Anti-Teller County Bill Signed by Governor Polis

Battle lines getting drawn over enforcement of illegal immigration policies

~ by Rick Langenberg ~

Well, the gloves are off when it comes to illegal immigration across Colorado, with Governor Jared Polis drawing the bloodlines between rural and urban areas.

Last week, Polis put on his John Hancock autograph hat, when it came to Senate Bill 139. The bill would add immigration license outlets to a number of Division of Vehicle offices in such areas as Pueblo, Alamosa, Glenwood Springs, Lamar, and Montrose. This legislation has received much bipartisan support. 

But at the same time, he signed House Bill 1124, known as “Protect Colorado Residents From Federal Government Overreach,” or as the anti-Teller County bill, in some quarters. This legislation would bar federal agents from using local jails to hold suspected undocumented residents longer than their sentence requires. This would clash with a slew of recent cases at the jail in Divide. 

Moreover, it appears to strike into the heart of a victory Teller obtained in its battle with the American Civil Liberties Union in supporting ICE (Immigration Customs Enforcement) prison hold requests. The court ruled in favor of the Teller County Sheriff’s Department’s cooperation agreement with ICE officials in honoring their detainer requests.

This case hinged on the predicament of a particular inmate, who is no longer in the Teller County jail. 

The way the state law was newly amended,  jail officials would only be permitted to inform ICE if a prisoner, who may be an illegal immigrant, is released. In the initial version and one endorsed by Polis, the law would not have even permitted local jail and law enforcement personnel to speak to ICE officials, period.

It also would nullify a 287g program that allows sheriff deputies to act as federal immigration officials in processing inmates at the jail.

Teller sheriff officials, though, are downplaying the new law, and believe they will experience some impacts initially.  But overall, they contend they won’t experience any substantial negative problems, especially in the movement to nullify the 287g program. This program was proposed originally as part of President Trump’s effort to crack down on illegal immigration on a national basis.

Greg Couch, the commander of the Teller County Sheriff’s Department, recently announced that more details will be released this week regarding the local impacts of the new immigration laws approved by state lawmakers and signed into law. “We have had a lot of requests from media outlets on this,” said Couch.

Couch, in a previous interview with TMJ, indicated that because Teller County already signed a contract with ICE, it would not be barred from partaking in the crackdown against illegal immigrants at the jail. This program sets the stage for training, with several members of the department, acting as federal immigration officers.

“What the bill does is prohibit a law enforcement officer from arresting or detaining an individual solely on the basis of a civil immigration detainer,” said Couch in a previous interview. “The reason it’s not going to affect us is that we are actually having three deputies federally deputized to act as federal agents in detaining people on federal immigration detainers. When we have our 287g program in place, our deputies are not acting as law enforcement officers, they are acting as federal agents.”
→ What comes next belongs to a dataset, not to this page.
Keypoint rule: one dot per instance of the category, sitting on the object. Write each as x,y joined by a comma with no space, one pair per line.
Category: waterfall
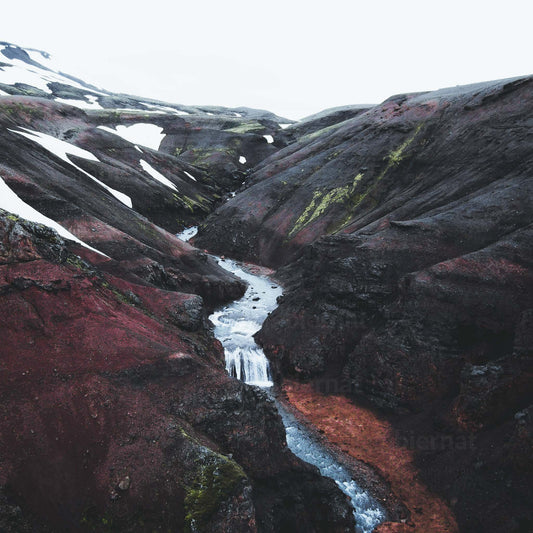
235,325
But as a result of the state legislation, no other counties in Colorado could partake in the 287g program. Teller County was the only county in the state that signed onto this program and agreed to do the training. A contract was signed at the end of last year.

Teller County Sheriff Jason Mikesell initially expressed an interest in the federal program in 2018, as their agency embarked on an aggressive effort to crack down on illegal drug cartels. They saw this another opportunity to achieve this goal by keeping tabs on illegal immigrants with criminal connections.

The new law has stirred mixed opinions across the state. Supporters of the measure say it will “prevent deceptive and illegal ICE enforcement tactics while restoring the trust of victims and immigrant communities in local law enforcement and our state court systems.”

Despite the big partisan fight over illegal immigration policies, Teller County has not exactly become a hotbed for these types of aliens. In recent years, Teller officials have cited only a handful of illegal immigrants annually.